O juízo que ocorrerá com a vinda gloriosa de Jesus evidencia que o final da história não coincide simplesmente com um decreto da parte de Deus que torna tudo automaticamente perfeito. A história humana é história de liberdade, ou seja, ela se identifica com aquilo que o ser humano faz de si mesmo frente ao apelo de Deus em Cristo. Deus não impõe a salvação de modo arbitrário. Ela também é resultado da liberdade vivida com responsabilidade. A graça da salvação brota da absoluta gratuidade de Deus; nada podemos fazer para merecê-la. Nosso mérito será sempre o dom de Deus. Mas o dom precisa ser acolhido; a graça de Deus não suprime a liberdade. O destino final do ser humano tem a ver também com sua conduta e se dará “segundo suas obras”. O mesmo Paulo que afirma com veemência a gratuidade da salvação acentua a importância das obras, que manifestam a acolhida ou não da graça de Deus. Para ele, os cristãos estão reconciliados com Deus, introduzidos numa relação de paz com Deus, libertados da escravidão do pecado, justificados e santificados pela graça de Cristo e são capazes de agradar a Deus (cf. Rm 3,24-25; 1Cor 1,30; Ef 2,14-18; Cl 1,13-14; 1Ts 4,1; Tt 3,4-7), porém devem ainda se apresentar diante de Deus para prestar conta das próprias ações (cf. 1Cor 4,4-5; 2Cor 5,10; Rm 2,16).

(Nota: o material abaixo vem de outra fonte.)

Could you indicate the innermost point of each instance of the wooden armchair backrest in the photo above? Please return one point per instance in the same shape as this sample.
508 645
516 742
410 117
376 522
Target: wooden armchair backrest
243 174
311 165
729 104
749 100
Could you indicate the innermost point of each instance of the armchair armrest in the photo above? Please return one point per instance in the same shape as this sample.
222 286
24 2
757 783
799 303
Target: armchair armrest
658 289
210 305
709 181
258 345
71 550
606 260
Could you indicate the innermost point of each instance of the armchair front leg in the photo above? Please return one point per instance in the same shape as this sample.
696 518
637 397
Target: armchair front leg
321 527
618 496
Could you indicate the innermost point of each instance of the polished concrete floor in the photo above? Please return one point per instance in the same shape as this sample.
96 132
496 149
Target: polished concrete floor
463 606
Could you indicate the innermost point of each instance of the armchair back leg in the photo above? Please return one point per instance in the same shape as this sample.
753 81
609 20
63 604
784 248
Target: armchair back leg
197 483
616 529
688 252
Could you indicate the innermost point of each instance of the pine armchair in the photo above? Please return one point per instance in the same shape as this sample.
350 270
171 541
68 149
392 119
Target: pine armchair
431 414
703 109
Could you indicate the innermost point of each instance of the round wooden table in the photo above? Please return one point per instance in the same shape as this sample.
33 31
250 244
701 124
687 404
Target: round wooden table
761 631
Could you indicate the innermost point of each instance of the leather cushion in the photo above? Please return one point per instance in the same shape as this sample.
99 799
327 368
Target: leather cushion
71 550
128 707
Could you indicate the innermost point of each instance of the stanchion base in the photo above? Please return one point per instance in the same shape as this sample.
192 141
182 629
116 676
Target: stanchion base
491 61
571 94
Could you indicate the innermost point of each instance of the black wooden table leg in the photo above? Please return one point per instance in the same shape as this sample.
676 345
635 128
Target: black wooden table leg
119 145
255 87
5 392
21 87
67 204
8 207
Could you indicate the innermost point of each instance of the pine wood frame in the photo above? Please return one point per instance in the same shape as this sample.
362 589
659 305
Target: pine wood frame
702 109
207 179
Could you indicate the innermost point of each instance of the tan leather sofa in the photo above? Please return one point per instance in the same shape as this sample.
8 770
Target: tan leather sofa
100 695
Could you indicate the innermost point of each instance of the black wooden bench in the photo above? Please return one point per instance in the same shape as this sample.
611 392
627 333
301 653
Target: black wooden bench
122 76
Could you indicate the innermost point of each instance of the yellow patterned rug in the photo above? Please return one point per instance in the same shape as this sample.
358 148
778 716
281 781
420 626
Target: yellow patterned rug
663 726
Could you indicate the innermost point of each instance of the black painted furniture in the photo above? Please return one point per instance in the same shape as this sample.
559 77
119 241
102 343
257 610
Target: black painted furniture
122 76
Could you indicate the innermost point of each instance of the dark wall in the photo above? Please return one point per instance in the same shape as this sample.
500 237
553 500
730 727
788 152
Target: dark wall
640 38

E qual o critério do julgamento final? Não parece que será propriamente a religiosidade. “Nem todo aquele que diz: Senhor, Senhor, entrará no Reino dos Céus, mas o que põe em prática a vontade de meu Pai que está nos céus” (Mt 7,21). Segundo Mt 25,31-46, o critério será o amor traduzido em solidariedade, sobretudo com os mais abandonados: “Estive com fome e me destes de comer, estive com sede e me destes de beber”. Deus não quer a injustiça. Ele se opõe a tudo o que destrói a dignidade humana. Está do lado dos que sofrem e a injustiça do mundo encontrará nele uma solução. A vitória final pertence, antes de tudo, às vítimas da história, porque são os que mais têm direito à justiça. A ressurreição de Jesus foi a vitória de um injustiçado. Tal vitória se imporá na história.
Não nos esqueçamos, no entanto, de que Deus quer que todos sejam salvos e cheguem ao conhecimento da verdade (cf. 1Tm 2,4). E “mesmo que o ser humano saiba de seu terrível poder de destruição, que é imensamente superior ao seu pode de construção, ele sabe, ao mesmo tempo, que, em Cristo, o poder de construir se mostrou infinitamente maior” (Ratzinger). O Papa Francisco se pergunta por que o nosso julgamento não pode ser como o de Deus. E responde: não é porque Deus é Todo-Poderoso e nós não, mas é “porque em nosso julgamento falta a misericórdia. E, quando Deus julga, julga com misericórdia”. Por isso o ensinamento de Jesus precisa ser levado a sério: “Não julgueis os outros e Deus não vos julgará; não condeneis, e Deus não vos condenará; perdoai, e Deus vos perdoará” (Mt 6,37). Não temos o direito de excluir ninguém da salvação. “Amai vossos inimigos! Fazei o bem aos que vos odeiam” (Lc 6,27). O cristão que deseja para alguém a condenação se torna incoerente com o preceito do amor aos inimigos.
O juiz do juízo final é Jesus, ou seja, um de nós, alguém que conhece a existência humana e seus limites. Aquele que disse: “De Deus recebi todo poder no céu e na terra” (Mt 28,18) se tornou nosso companheiro de caminhada. E é também aquele que, segundo João, afirma: “não vim para julgar o mundo, mas para salvá-lo” (Jo 12,47). E ainda: “E eu, quando for levantado da terra, atrairei todos a mim” (Jo 12,32). Se ao cristão perguntassem se todos serão salvos no juízo final, a resposta só poderia ser: “Não sei, espero que sim”.